Such a notion moreover cannot but seem more in harmony with the whole spirit of the Greek world than the Homeric doctrine of the survival of the soul only. A nation so conspicuous for their love of human beauty and their delight in the human form could not have viewed the extinction thereof with any feeling other than the most poignant regret—a feeling which, as we know, the Homeric doctrine did actually inspire in those who accepted it. The more thoughtful and hopeful religion of the Pelasgians, unless it had anticipated the philosophy of Plato in decrying the body and exalting the soul—an idea of which there is no trace—was bound to give promise that body as well as soul should survive death and dissolution.

Again it may fairly be claimed that in any religion of a profounder character than the Achaean, in any religion which contains some positive ideas of the future life and does not view it merely as the negation of the present life, that which men hope to become in the future state is something more similar to the deity or deities in whom they believe. Their conception of godhead and their conception of their own condition after death are of necessity founded upon the same ideal of happiness—a happiness which the gods already enjoy and which men hope to share.
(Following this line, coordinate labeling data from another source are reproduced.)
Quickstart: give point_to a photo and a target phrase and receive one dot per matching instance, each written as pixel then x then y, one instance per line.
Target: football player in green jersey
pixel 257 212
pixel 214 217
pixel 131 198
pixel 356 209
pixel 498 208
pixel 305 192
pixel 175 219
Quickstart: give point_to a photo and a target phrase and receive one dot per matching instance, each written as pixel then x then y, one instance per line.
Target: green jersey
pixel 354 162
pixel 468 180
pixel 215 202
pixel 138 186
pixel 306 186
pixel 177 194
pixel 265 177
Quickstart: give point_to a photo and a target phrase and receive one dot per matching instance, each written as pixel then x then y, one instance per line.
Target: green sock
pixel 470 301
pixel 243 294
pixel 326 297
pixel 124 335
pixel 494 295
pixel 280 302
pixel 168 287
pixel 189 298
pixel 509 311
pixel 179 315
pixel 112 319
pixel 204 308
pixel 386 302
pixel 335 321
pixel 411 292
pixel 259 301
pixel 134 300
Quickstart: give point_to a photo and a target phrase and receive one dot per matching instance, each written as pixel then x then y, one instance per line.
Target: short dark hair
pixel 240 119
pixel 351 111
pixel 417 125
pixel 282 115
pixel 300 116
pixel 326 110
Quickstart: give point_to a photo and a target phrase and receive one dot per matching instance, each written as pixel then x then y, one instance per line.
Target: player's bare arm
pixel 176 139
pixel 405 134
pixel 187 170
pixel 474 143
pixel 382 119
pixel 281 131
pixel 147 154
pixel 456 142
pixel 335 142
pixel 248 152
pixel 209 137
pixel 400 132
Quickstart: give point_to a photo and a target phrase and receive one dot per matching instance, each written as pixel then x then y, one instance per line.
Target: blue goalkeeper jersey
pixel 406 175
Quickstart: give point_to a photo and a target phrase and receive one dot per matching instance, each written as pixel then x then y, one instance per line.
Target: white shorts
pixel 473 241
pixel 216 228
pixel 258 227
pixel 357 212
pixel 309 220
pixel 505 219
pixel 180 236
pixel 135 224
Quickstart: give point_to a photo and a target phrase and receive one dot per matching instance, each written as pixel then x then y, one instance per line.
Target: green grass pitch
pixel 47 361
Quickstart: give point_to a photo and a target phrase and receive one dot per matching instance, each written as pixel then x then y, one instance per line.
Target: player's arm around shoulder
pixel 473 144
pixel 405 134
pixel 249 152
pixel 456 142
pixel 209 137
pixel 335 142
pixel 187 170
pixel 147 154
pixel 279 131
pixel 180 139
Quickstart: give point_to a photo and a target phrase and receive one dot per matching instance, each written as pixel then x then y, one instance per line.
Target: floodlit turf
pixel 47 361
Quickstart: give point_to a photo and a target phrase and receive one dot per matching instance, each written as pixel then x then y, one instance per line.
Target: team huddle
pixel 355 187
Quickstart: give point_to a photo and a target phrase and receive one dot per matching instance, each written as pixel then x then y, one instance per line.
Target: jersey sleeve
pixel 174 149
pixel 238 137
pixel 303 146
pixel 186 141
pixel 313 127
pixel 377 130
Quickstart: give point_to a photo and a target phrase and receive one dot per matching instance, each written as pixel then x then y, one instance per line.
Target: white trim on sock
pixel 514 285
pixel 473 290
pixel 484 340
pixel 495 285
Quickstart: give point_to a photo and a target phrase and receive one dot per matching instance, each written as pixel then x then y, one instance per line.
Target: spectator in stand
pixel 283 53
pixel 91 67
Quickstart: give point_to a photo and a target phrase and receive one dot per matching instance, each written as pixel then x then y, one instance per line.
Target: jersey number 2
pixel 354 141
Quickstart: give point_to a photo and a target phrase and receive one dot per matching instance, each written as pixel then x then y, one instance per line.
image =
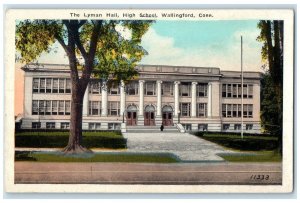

The Buddhist looks forward to the day when he shall become like his deity—even one with his deity—clean from the grossness of matter, free from bodily desires and necessities, spirit unalloyed. The Christian believes in a God who became man and survived the death of man not in the form of a spirit only but with flesh and bones, and he himself looks forward to the resurrection of the body. Socrates held that wisdom and goodness were one and pertained to the soul only, and the God into whose presence his soul would pass after death was 'the good and wise God,' rightly called Hades, that is, the invisible and spiritual, with whom the soul has kinship[1]. But

  1. Plato, Phaedo, cap. 29 (p. 80 D).